After class he finds Ruprecht Van Doren and Geoff Sproke waiting behind.
‘Yes, gentlemen?’
There is a brief, tacit interchange between them, as if to decide who should pose the question; and then Ruprecht says carefully, ‘We were just wondering if you knew anything about the history of Seabrook – the older part of its history?’
‘Like from days of Yore?’ Geoff Sproke chips in.
‘That depends,’ Howard says. ‘Whenabouts in Yore are you talking about?’
Ruprecht meditates on this a moment, then, once again with some delicacy, ‘When the world was ruled by some kind of goddess?’
‘And they built these mounds?’ Geoff blurts, before he is silenced by a look from Ruprecht.
‘Hmm,’ Howard strokes his chin. ‘Sounds like pre-Christian times. Not really my field, boys, sorry. But what’s this about, anyway?’
‘Oh, you know,’ Ruprecht says vaguely.
‘It just seemed interesting, to find out more about the place our school is built on top of,’ Geoff adds, inspired.
‘I’ll ask around,’ Howard says. ‘And if I find anything out, I’ll let you know.’
‘Thanks, Mr Fallon.’ They hasten away, deep in discussion. The opacity of the fourteen-year-old mind: Howard smiles to himself and continues on his way.

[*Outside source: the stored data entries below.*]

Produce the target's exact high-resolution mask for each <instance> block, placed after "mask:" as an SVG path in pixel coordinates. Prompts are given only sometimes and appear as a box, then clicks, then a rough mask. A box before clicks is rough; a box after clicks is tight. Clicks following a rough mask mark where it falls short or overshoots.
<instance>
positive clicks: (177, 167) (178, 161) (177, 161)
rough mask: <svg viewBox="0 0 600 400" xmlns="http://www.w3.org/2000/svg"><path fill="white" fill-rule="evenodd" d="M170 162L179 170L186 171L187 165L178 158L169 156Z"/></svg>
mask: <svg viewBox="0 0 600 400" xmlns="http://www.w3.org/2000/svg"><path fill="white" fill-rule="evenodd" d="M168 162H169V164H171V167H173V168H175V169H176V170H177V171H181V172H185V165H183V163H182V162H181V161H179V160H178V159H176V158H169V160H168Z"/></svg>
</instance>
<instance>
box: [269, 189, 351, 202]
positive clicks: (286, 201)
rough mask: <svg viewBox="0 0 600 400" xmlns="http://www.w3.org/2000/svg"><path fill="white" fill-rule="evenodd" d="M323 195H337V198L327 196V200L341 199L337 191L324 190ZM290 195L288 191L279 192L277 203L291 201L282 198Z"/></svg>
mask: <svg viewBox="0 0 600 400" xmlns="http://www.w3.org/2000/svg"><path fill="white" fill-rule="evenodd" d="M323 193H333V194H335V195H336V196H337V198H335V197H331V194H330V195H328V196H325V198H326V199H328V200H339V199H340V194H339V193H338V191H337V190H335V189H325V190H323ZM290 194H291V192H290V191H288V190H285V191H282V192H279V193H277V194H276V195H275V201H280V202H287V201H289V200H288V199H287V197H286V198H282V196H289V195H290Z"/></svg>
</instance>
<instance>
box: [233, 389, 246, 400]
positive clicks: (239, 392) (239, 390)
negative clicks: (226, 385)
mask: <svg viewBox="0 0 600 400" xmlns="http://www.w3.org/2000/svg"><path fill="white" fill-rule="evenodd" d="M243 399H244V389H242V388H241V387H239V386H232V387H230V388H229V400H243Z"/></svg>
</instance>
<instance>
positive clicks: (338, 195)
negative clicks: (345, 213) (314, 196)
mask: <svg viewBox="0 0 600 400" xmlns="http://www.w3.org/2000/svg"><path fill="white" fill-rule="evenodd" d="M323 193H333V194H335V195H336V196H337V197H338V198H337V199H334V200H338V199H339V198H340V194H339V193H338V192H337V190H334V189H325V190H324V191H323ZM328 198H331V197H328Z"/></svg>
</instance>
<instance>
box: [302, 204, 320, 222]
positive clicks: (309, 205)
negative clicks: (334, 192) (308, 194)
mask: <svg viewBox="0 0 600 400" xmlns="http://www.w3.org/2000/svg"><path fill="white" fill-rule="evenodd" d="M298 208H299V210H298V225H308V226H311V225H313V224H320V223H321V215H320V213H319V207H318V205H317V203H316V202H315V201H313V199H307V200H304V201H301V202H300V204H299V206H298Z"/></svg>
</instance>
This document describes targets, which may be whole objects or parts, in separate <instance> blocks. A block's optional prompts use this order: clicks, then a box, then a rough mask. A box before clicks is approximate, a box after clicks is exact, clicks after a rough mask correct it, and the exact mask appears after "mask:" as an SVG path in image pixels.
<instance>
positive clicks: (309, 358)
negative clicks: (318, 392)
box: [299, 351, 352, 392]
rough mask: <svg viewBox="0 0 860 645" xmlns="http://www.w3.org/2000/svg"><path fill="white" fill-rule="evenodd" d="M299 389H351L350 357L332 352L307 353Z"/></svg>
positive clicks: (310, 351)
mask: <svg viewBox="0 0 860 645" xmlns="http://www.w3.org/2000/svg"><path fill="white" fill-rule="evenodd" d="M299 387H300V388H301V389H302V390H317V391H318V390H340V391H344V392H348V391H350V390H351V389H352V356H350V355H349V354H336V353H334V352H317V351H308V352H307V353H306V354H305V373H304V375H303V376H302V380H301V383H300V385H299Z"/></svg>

Opening the door of the staffroom, he is greeted by an unusual hubbub. Teachers are thronged around the middle of the room, all talking at once in an uncharacteristically jubilant way. From the periphery the school secretary, Miss Noakes, turns to Howard. ‘He’s back!’ she says, beaming at him as though under the influence of some wonderful drug. The meaning of this is obscure to Howard, but it gives him a bad feeling. His own smile wilting like a neglected house plant, he squeezes through the knot of bodies to find at its heart, enthroned on the sofa, Finian Ó Dálaigh, the geography teacher.
‘Not too hard!’ he exclaims comically to the colleagues clapping his shoulder. ‘I’ve still got stitches!’ In his hand is a jar containing something roundish and grey and approximately the size of a golf ball, which someone behind him tells Howard is his gallstone.
‘Howard!’ Ó Dálaigh spots him; he steps forward, hastily re-affixing his smile. ‘What do you make of that, Howard?’ Ó Dálaigh wiggles the jar under his nose. ‘The doctor said it was the biggest one he’d ever seen.’
‘Really…’ Howard coos feebly.
‘Yes, and he said the gallstone was pretty big too!’ The company laughs indulgently, although this witticism is by now on its fourth or fifth outing.
‘Fantastic,’ says Howard through clenched teeth and a thickening glaze of unreality. ‘So… does this mean we’ll have you back at work soon? How long a convalescence are you looking at?’
‘Convalescence be damned,’ Ó Dálaigh declares, thumping his chest. ‘I was bored out my tree lying around there at home, watching the grass grow. Doctor says I’m fighting fit. Says he’s never seen anything like my powers of recovery. I’m going to convalesce right here, standing on my own two feet. Teaching geography!’ A raucous sally of approval from his colleagues. ‘Those little so-and-so’s won’t know what hit ’em!’ Ó Dálaigh, enjoying his moment, adds, to another cheer.
Howard pretends to join in, and when the noise dies down remarks, as if to himself, ‘So I suppose that Miss McIntyre won’t need to come back after all.’
But the name means nothing to the geography teacher; he shrugs, and then launches into a fresh account of his surgery for a new arrival. As for the others, few of them seem to hear him, and those who do merely blink at Howard distractedly, as if he’s mistaken them for his pupils, and started spouting on to them about some phantasmal figure from a textbook.